Minister of Utilities, Drinking Water and Sewage
- In office 2 August 2012 – 16 July 2013
- Prime Minister: Hisham Qandil
- Preceded by: Office established

Personal details
- Party: National Democratic Party (Formerly) Independent
- Alma mater: Ain Shams University University of Pittsburgh University of Windsor

= Abdel Qawi Khalifa =

Egyptian academic and engineer

Abdel Qawi Khalifa is an Egyptian engineer, academic, former governor of the Cairo province and former minister of water and wastewater utilities, a ministerial office established in August 2012.

==Education==
Khalifa holds bachelor of science and master of science degrees in civil engineering both from Ain Shams University in Cairo. He also received a master of science degree in petroleum engineering from the University of Pittsburgh. He obtained a PhD in civil engineering from the University of Windsor in Canada.

==Career==
Khalifa is a university professor. He has a long experience in the fields related to water projects management and civil engineering. He served as a consultant for the hydraulics and sediment research institute at the Egyptian ministry of public works and water resources from 1988 to 1990. Then he dealt with business activities, being the owner of Khalifa Consulting Engineers (KCE) office from 1990 to 2004. He is back again to share the KCE company from 2013 until now.

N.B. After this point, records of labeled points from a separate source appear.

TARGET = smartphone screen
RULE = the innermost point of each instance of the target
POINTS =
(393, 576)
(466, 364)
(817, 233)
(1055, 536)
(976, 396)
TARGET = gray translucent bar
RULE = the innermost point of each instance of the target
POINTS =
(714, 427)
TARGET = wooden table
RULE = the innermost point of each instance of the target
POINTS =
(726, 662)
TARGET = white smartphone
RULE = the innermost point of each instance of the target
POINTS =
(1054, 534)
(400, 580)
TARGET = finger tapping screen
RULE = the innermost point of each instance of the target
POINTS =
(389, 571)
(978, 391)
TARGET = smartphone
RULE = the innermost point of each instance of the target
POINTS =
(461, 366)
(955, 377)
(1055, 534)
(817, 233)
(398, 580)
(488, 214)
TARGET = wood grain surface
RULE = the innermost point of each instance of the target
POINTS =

He worked in the public sector and served as chairman of the Egyptian Holding Company for Water and Wastewater at the Ministry of Housing from 2004 to 2011. Khalifa was appointed governor of Cairo in April 2011. He was the first Cairo governor to be appointed after the Egyptian Revolution that ousted President Hosni Mubarak on 11 February 2011. Khalifa served in the post until August 2012.

Khalifa was appointed minister of utilities, drinking water and sewage in August 2012 as part of the cabinet led by Prime Minister Hisham Qandil, and was an independent minister. His tenure ended on 17 July 2013 when the interim government led by Prime Minister Hazem Al Beblawi was formed.